Pause fiscale : fausses espérances et faux débat

Ras-le-bol fiscal, pause fiscal, réforme fiscale,…On se croirait en pleine révolution ! Tant d’expressions, tant d’espoirs mais si peu de résultats, maintes contradictions et de nombreux retournements.



Une baisse historique des dépenses (en trompe-l’œil)

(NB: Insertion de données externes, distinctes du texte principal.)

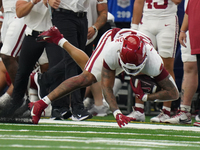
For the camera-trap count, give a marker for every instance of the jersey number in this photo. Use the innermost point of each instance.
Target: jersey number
(156, 5)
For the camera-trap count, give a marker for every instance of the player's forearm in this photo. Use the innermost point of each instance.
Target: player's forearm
(102, 15)
(23, 8)
(176, 1)
(0, 3)
(184, 26)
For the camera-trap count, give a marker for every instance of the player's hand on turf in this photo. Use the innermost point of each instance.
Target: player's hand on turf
(122, 120)
(137, 89)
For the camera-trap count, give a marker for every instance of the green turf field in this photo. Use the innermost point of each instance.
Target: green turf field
(98, 133)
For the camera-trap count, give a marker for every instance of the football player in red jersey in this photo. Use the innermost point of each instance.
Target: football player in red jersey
(118, 50)
(158, 20)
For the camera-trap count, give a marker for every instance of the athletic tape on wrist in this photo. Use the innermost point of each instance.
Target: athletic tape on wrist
(116, 112)
(61, 42)
(33, 2)
(134, 26)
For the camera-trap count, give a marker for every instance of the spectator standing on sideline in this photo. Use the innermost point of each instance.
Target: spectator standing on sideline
(190, 23)
(159, 21)
(97, 18)
(190, 80)
(12, 35)
(111, 58)
(37, 18)
(70, 16)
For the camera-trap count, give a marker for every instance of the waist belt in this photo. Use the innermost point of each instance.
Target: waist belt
(80, 14)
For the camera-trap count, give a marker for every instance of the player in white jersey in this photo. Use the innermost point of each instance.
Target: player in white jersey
(109, 59)
(158, 20)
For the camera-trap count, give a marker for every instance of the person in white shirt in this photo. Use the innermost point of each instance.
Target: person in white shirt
(12, 35)
(37, 19)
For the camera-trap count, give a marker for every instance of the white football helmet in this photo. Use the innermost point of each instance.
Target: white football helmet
(132, 55)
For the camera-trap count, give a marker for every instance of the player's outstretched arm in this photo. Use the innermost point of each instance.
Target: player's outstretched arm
(53, 35)
(168, 92)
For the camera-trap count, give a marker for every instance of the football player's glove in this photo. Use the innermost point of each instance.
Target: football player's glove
(137, 89)
(122, 120)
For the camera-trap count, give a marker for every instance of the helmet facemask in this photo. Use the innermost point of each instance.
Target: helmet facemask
(132, 55)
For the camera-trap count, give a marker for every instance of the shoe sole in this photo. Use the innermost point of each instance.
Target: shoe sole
(82, 118)
(197, 124)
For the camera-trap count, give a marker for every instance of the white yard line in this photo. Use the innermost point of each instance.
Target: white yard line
(130, 125)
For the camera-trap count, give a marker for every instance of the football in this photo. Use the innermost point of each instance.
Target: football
(148, 84)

C’est en tout cas ce qu’affirme le ministre du budget : une économie d’environ 15 milliards d’euros. Le terme d’économie est mal employé. Une économie signifierait une baisse des dépenses par rapport à l’année précédente, or, il s’agit en réalité d’un coup de frein à l’augmentation « naturelle » de la dépense publique ; cette dernière incluant l’inflation et la revalorisation des retraites des fonctionnaires. En comparant une année sur l’autre, il y a donc une augmentation de la dépense publique : +0,5% (soit 5 milliards en plus, mais moins que les 20 milliards estimés en cas d’augmentation « naturelle »).

D’autres chiffres ont été cités, comme celui d’une baisse de 1,5 milliards des dépenses de l’État (un des postes de la dépense publique)…mais hors charge de la dette et des pensions ! Encore un euphémisme politique.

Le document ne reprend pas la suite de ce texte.